What Happens When We Read the Bible Together?

Israel experiences a great salvation event when God liberates everyone from slavery in Egypt. Almost like a whole-community baptism led by Moses, they pass through the waters safely (Exod. 14) and begin a journey through the wilderness on the way to the land God promised them. As they begin the journey, the Amalekites attack them (Exod. 17:8-16), but God delivers them and tells Moses to write the whole story down on a scroll. Immediately, he says Moses should read it out loud to Joshua, another Israelite leader.

First, write it down. Why? So you can read it out loud to other people. This practice started long ago but lives on, even to this day, through the oral retelling of the story and the communal memory it strengthens.

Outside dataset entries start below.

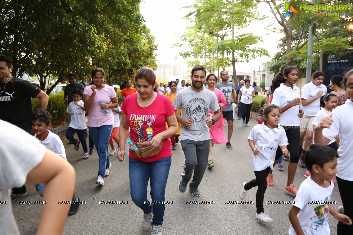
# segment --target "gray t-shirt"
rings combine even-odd
[[[176,94],[173,106],[175,110],[181,107],[183,119],[193,120],[189,129],[180,125],[181,140],[201,141],[210,139],[208,127],[204,121],[208,117],[209,110],[215,112],[220,109],[214,93],[205,88],[201,91],[196,92],[187,87]]]
[[[227,107],[222,110],[222,112],[232,111],[233,110],[232,105],[232,92],[234,91],[234,84],[233,82],[228,82],[228,84],[225,84],[222,82],[220,82],[215,85],[215,87],[222,91],[224,94],[224,96],[228,97],[228,100],[227,101]]]
[[[28,133],[2,120],[0,143],[0,233],[17,235],[20,233],[12,214],[11,188],[24,184],[28,173],[42,161],[46,148]]]

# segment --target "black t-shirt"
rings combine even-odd
[[[77,89],[80,89],[82,90],[83,94],[83,91],[85,89],[85,86],[77,82],[76,82],[73,86],[68,84],[65,86],[65,88],[64,89],[64,94],[67,96],[68,105],[73,100],[72,92]]]
[[[0,83],[2,91],[0,94],[0,119],[27,131],[32,126],[31,116],[34,113],[31,97],[37,96],[41,90],[16,77],[6,85]]]

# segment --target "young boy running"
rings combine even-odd
[[[82,148],[83,149],[83,159],[86,159],[88,158],[88,150],[85,136],[87,128],[86,126],[86,118],[85,117],[86,110],[83,107],[83,101],[81,99],[83,95],[82,90],[80,89],[77,89],[72,92],[73,101],[67,106],[66,115],[61,125],[65,125],[68,116],[71,114],[71,120],[67,128],[66,137],[74,144],[73,148],[75,151],[78,151],[80,142],[81,142]],[[74,137],[73,135],[75,132],[77,134],[79,140],[76,140]]]
[[[52,126],[52,116],[49,112],[44,109],[38,110],[32,116],[31,119],[32,129],[35,132],[34,137],[46,148],[66,159],[65,149],[60,137],[48,130]],[[43,196],[45,187],[45,184],[38,185],[38,193],[41,197]],[[68,215],[73,215],[77,213],[79,201],[74,191],[73,204],[70,207]]]
[[[301,183],[289,210],[289,235],[330,234],[330,213],[343,223],[352,224],[349,217],[330,205],[334,185],[331,180],[338,172],[338,157],[337,152],[321,144],[312,144],[306,151],[304,161],[311,175]]]

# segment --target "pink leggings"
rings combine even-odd
[[[113,139],[116,142],[118,145],[119,144],[119,138],[118,137],[118,132],[119,131],[119,127],[114,127],[113,129],[113,132],[110,135],[110,138],[109,140],[109,143],[111,144],[113,143]]]

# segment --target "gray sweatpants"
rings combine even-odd
[[[184,172],[181,173],[181,177],[185,180],[189,181],[191,178],[193,171],[192,180],[190,184],[192,188],[198,187],[202,180],[207,166],[210,142],[209,140],[201,141],[190,140],[180,141],[181,148],[185,155],[183,166]]]

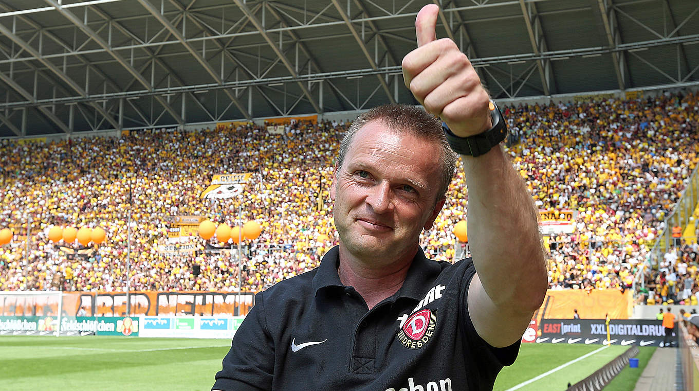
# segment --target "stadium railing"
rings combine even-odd
[[[672,247],[672,227],[679,226],[684,228],[691,222],[692,213],[699,201],[699,166],[694,168],[694,171],[689,176],[686,186],[682,190],[679,201],[675,206],[675,209],[665,220],[665,227],[662,233],[658,235],[658,240],[648,255],[647,262],[653,265],[658,260],[663,258],[665,253]]]
[[[677,322],[679,326],[679,351],[682,357],[682,378],[685,390],[694,390],[699,386],[699,346],[687,333],[684,321]]]

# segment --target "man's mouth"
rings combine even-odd
[[[364,229],[370,231],[388,232],[393,230],[393,228],[391,227],[374,220],[357,218],[356,221]]]

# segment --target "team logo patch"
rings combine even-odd
[[[425,308],[411,315],[396,338],[406,348],[419,349],[429,341],[436,326],[437,310]]]

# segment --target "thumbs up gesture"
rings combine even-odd
[[[425,109],[468,137],[492,126],[490,98],[466,55],[448,38],[436,38],[439,6],[428,4],[415,19],[417,48],[403,59],[405,87]]]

God leads the Israelites to Mount Sinai, where he invites them into a covenant partnership (Exod. 19-24). God gives Moses the agreements of the partnership, called the Torah (Hebrew: torah, instruction), and Moses shares the agreements verbally with the people and writes them down in their presence (Exod. 24:3-4).

The public reading of the Torah aloud becomes an Israelite practice. As an entire nation, they celebrate required weekly sabbaths and rhythmic, annual festivals where the Torah is constantly being read aloud and sung together. Men, women, children, and foreigners living as neighbors with the Israelites all gather together to listen to people read the Scriptures publicly (Deut. 31:10-13).

They listen to learn. They listen to understand. They listen to remember. They listen to be shaped by a communal experience of a common story.

The Israelites are no longer slaves in Egypt. God gives them a new identity as royal priests (Exod. 19:6). And he gives them a new story to live by. Every seven years, they remind one another of that story—where they came from, who they are, and the new future that they are called to live for.